El sujeto fantasea aplacar la ferocidad de las figuras amenazantes, ser redimido a través del sufrimiento, quedando el dolor registrado como prueba del merecimiento de su amor. El padecimiento lleva consigo la redención de cuántos errores haya cometido. Y la sumisión al padre representa una forma de obtener protección y apoyo. Siendo víctima intenta conseguir el perdón, porque el sufrimiento es la única parte de sí mismo que satisface al otro.

Pero la figura paterna no es solo un sádico que amenaza con el odio,  el desprecio, o la agresión física. También es la imagen grandiosa, perfecta y potente de la cual depender y bajo la cual el sujeto se siente protegido. Es el padre poderoso, el querido, el idealizado. Nos dice Hugo Bleichmar que el masoquista, en esta versión diferente, se autodesvaloriza, se humilla y denigra, para garantizar un vínculo simbiótico con él. El sujeto se narcisiza a través de su unión con el padre, Y no sólo eso, sino que través de esta singular complementariedad consigue mantener al padre en esta posición grandiosa.

En otra faceta defensiva el masoquismo se entrega al sufrimiento para anticiparse a la situación traumática que se sufrió en otro momento, para controlar el tiempo de su aparición y dosificar su presencia. Y consigue pasar de esperar pasivamente con terror la actuación del otro, a provocar él mismo la situación, adelantarse al trauma para no sorprenderse, y convertirla así en un encuentro placentero. Esto confirma la necesidad del masoquista de tener un control absoluto sobre el encuentro sexual, forzando a su pareja, que actúa como sádico, a que se ajuste a un ritual predeterminado del que no debe salirse. Así el otro deja de ser amenazante, y se transforma en un otro manejado.  
Según Coderech el dolor temido es evitado gracias a un sufrimiento real. Pero el sujeto solo es consciente de la búsqueda del tormento, el resto permanece reprimido en el inconsciente.

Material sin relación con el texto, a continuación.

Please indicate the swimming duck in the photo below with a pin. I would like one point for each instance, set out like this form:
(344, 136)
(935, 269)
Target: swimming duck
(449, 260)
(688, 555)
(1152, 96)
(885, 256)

El sufrimiento, también otorga al sujeto una identificación con un yo ideal, con alguien superior y diferente a los demás. El dolor lo inviste de excepcionalidad y grandiosidad, lo narcisiza. Es el orgullo y la satisfacción que en la anorexia se siente al saberse capaz de soportar el suplicio del hambre.







En otra vuelta de tuerca el masoquismo puede actuar como forma encubierta del sadismo. El sujeto actúa de esta forma con gran perversión al utilizar su propio pesar como castigo hacia los demás, convirtiendo su pena, su dolencia, en instrumento de suplicio para el otro. Domina y manipula las situaciones para demostrar explicita y dramáticamente su sufrir a los demás, De de esta forma el otro, que contempla impotente su dolor y su sufrimiento, se siente en falta con el masoquista. La  victima  se convierte en el ejecutor del padecimiento.

La trabajo terapéutico con el sujeto masoquista es muy complejo. El potente anclaje que tiene de su padecimiento como núcleo central de subsistencia, hace que cierre cualquier resquicio a las intervenciones. El trabajo con el masoquismo defensivo supone conseguir una relación terapéutica donde el analista sea posicionado como figura de apoyo y protección alternativa al padre. Y sólo posteriormente a esta dinámica y  apoyándonos en el aspecto consciente que el dolor termina por imponer, se pueden ir eliminando cuidadosamente capas de protección para no despertar la amenaza de destrucción psíquica.


¿Tiene el masoquista alguna otra vuelta de tuerca más que dar?, ¿hay más mejillas que ofrecer?
Quizá la peor realidad sea ofrecerla y que el padre no esté para golpear.
Esto sería, como escribió Freud, alcanzar la cura, finalizar el análisis,  llegar más lejos que el propio padre… aunque superarle sea algo prohibido.